# New ferry route Motril to Melilla



## julie798 (Jun 13, 2007)

New ferry route Motril to Melilla
Just read this, could be of a interest to some, especially to me Lol, but thought it may interest others who go to Morrocco

The Balearia ferry company has been conducting docking tests this weekend in Motril and Melilla with a view to introducing a new ferry service between the two cities from this May. It’s understood the company would adapt one of the existing buildings at Motril Port for use as a passenger terminal should they decide to go ahead, and would build its own facilities at a later stage.

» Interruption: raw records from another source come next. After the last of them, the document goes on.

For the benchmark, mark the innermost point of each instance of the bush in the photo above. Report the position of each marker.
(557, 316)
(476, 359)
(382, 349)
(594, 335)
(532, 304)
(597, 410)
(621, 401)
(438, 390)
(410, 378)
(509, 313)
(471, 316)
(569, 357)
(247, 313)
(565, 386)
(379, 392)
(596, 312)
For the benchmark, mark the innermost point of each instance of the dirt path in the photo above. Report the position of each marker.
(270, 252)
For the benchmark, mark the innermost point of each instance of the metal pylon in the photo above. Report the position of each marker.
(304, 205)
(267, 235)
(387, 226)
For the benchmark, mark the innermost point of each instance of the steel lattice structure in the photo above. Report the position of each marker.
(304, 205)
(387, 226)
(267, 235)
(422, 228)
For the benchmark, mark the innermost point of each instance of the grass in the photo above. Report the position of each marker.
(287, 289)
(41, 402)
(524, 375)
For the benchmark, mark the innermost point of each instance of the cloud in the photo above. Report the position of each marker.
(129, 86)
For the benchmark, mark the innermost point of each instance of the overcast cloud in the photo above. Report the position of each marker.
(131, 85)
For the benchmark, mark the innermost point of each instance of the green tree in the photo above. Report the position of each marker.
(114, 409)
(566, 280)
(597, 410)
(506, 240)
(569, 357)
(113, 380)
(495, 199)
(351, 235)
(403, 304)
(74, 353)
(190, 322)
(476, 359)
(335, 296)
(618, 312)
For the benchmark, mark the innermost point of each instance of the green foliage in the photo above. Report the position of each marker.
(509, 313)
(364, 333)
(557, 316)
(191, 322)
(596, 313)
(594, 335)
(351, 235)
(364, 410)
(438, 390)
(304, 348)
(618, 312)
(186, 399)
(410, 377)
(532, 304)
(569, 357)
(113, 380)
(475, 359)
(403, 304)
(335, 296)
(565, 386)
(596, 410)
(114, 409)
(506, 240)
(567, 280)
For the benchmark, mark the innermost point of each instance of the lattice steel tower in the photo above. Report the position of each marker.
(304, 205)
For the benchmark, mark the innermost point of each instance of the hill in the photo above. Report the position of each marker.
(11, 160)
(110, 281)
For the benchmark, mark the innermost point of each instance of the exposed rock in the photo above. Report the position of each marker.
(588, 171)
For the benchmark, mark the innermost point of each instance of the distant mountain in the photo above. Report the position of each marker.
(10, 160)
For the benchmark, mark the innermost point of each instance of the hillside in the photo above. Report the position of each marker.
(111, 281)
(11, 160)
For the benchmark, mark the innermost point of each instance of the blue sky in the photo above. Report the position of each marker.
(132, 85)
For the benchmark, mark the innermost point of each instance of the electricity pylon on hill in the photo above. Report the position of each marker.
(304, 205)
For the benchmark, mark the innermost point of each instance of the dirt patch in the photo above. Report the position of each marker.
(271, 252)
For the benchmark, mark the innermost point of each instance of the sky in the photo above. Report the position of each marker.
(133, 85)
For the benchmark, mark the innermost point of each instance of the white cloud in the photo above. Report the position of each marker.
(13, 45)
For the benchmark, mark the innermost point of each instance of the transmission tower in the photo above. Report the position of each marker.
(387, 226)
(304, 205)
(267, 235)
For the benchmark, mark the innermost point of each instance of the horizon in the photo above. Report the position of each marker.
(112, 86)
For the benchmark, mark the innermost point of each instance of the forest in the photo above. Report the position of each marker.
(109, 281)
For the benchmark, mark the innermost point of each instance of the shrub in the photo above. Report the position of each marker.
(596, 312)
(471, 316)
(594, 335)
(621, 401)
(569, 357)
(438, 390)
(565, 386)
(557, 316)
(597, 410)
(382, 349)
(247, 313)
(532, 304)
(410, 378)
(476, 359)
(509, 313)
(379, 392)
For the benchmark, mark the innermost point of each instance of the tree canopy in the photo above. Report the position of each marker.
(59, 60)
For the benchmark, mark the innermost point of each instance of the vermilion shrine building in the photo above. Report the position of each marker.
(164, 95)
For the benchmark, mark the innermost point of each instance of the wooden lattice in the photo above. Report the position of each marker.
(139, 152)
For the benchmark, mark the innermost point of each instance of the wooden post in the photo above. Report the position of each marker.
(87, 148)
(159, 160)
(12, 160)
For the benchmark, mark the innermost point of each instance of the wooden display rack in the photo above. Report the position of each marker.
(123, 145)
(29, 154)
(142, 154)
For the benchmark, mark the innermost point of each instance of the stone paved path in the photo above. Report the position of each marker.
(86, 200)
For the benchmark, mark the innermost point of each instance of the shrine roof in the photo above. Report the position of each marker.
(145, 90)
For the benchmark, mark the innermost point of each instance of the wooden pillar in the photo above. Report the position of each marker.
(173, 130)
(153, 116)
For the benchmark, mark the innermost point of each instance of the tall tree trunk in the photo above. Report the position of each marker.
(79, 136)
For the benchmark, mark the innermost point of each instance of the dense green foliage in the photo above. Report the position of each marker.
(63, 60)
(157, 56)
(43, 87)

La Opinión de Granada said Balearia would operate two types of ferry on the Motril-Melilla route: the standard ferry, which would complete the trip in just under four hours, and a fast ferry, with capacity for 870 people and 200 cars, which would arrive in Melilla in a little over two and a half hours.


----------



## savannah (May 1, 2005)

That sounds interesting Julie......did it give any inkling to WHEN ?
Then we could add a year on and start making plans !!!!!
Fancy a day trip ?.....you and me......leave the men dog sitting :lol: 
It would hopefully get a substantial amount of ''returning home for the hols morrocans vans/cars loaded with everything including the kitchen sink'' off our part of the coast road down here.......that would probably HALVE the accident rate on the N340........bring it on.....!!
Lynda


----------



## julie798 (Jun 13, 2007)

*Ferry*

If it is done, they hope to open in May, so quick decision, creo que no!
Im up for a trip, sounds good to me


----------



## savannah (May 1, 2005)

You are on then Julie.....so......thats (hopefully ) MAY 2009 ?????
Seriously, may is a good month, before it gets too hot and I will be back in Spain by then.......so keep me informed....could be a go-er  
Lynda


----------



## PAT4NEIL (Jul 21, 2007)

is the ferry up and running if so how do you book it and how much is it

many thanks Pat


----------